Pas un jour ne passe sans que des nouvelles souvent contradictoires au sujet d’EDF fassent la une de nos journaux :

  • Situation financière « alarmante », « catastrophique »
  • Hinkley point « un très bon investissement » / « un investissement trop risqué »

Je ne suis pas un spécialiste d’EDF et je n’ai pas accès à quelconques informations confidentielles.

C’est en tant que spécialiste du secteur de l’énergie, acteur de sa transition depuis la loi du 10 février 2000, que j’expose ma compréhension de la situation.
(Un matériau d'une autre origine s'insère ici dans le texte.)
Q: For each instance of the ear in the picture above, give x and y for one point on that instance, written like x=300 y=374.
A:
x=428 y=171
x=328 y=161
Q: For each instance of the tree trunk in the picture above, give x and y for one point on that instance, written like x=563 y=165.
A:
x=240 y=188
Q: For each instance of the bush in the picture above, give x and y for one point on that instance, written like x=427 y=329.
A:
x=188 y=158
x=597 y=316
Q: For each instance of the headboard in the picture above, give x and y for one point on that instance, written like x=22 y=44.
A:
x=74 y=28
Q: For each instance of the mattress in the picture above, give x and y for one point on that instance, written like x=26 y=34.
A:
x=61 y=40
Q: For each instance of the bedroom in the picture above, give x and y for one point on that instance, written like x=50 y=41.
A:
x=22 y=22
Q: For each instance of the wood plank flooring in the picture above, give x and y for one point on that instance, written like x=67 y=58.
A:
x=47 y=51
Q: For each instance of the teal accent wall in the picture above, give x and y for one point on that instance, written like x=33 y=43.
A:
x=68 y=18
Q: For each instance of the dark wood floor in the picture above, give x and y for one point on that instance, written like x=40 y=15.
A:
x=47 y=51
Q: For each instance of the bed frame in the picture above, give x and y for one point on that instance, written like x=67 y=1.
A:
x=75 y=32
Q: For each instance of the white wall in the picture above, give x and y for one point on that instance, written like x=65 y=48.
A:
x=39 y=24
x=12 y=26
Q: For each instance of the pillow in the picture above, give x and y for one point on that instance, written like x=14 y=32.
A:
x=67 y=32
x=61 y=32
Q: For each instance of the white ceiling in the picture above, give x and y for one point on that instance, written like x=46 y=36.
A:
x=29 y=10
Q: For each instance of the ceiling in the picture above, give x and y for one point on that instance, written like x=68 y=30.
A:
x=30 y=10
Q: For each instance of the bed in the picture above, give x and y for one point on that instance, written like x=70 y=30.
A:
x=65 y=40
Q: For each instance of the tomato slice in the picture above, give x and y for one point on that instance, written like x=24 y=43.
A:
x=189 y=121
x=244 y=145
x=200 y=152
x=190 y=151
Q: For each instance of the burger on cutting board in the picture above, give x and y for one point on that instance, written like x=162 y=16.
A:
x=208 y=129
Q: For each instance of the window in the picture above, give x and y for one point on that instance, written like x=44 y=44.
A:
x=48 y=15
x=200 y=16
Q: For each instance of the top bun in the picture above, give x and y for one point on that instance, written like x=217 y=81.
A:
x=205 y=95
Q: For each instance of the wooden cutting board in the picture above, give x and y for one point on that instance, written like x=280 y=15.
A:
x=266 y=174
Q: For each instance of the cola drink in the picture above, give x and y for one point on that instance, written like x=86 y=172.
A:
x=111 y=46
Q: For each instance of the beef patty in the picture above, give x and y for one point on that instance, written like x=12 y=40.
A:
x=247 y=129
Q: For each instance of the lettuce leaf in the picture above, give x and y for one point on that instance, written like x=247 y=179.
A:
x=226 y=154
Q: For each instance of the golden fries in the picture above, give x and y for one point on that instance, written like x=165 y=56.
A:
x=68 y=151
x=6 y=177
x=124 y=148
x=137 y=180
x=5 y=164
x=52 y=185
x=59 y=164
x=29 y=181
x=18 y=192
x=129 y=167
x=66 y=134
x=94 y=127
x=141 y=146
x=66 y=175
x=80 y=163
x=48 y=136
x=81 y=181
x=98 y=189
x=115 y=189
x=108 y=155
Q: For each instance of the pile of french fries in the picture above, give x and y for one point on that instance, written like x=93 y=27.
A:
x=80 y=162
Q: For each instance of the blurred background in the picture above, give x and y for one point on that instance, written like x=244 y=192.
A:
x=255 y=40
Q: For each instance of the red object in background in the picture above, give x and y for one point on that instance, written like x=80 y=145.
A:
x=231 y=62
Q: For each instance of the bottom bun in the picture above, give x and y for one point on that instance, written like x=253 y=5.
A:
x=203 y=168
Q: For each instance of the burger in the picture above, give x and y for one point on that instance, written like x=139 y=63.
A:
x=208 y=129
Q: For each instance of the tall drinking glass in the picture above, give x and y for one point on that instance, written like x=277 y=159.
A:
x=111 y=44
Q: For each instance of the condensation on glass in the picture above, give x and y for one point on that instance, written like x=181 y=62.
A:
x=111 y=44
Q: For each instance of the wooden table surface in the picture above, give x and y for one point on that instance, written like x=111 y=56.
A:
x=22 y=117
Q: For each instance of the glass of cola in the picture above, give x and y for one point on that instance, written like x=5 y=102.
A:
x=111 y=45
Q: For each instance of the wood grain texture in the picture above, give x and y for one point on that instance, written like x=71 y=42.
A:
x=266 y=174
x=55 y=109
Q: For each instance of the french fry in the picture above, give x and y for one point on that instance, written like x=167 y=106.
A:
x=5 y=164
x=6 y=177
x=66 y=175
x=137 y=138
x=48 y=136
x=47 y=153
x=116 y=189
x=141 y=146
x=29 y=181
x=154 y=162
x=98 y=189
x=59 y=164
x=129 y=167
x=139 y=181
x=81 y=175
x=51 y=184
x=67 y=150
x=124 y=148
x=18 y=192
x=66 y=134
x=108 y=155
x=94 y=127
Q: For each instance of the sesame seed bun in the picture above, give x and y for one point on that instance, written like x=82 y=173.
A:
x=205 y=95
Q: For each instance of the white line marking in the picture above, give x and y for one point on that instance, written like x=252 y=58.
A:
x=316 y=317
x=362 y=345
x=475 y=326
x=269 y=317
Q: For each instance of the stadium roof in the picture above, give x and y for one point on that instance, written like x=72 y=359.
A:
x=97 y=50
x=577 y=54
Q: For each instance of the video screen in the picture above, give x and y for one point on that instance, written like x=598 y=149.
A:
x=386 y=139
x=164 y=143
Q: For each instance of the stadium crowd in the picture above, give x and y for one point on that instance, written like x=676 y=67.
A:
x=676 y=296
Quantification du problème : rupture entre coûts et revenus

Je ne regarderai ici que l’activité génération nucléaire

Coût

Pour la partie coût je me baserai sur le rapport de la Cours des Comptes sur le coût du nucléaire en France (mai 2014) et plus récemment sur le chapitre « La maintenance des centrales nucléaires : une politique de remise à niveau, des incertitudes à lever » du rapport public annuel de la Cours des Comptes (10 février 2016)

Le rapport de mai 2014 résumait les coûts de la façon suivante :

Le rapport annuel, évalue l’impact des investissements nécessaires par EDF à la fois pour améliorer la disponibilité du parc ainsi que le projet de « grand carénage »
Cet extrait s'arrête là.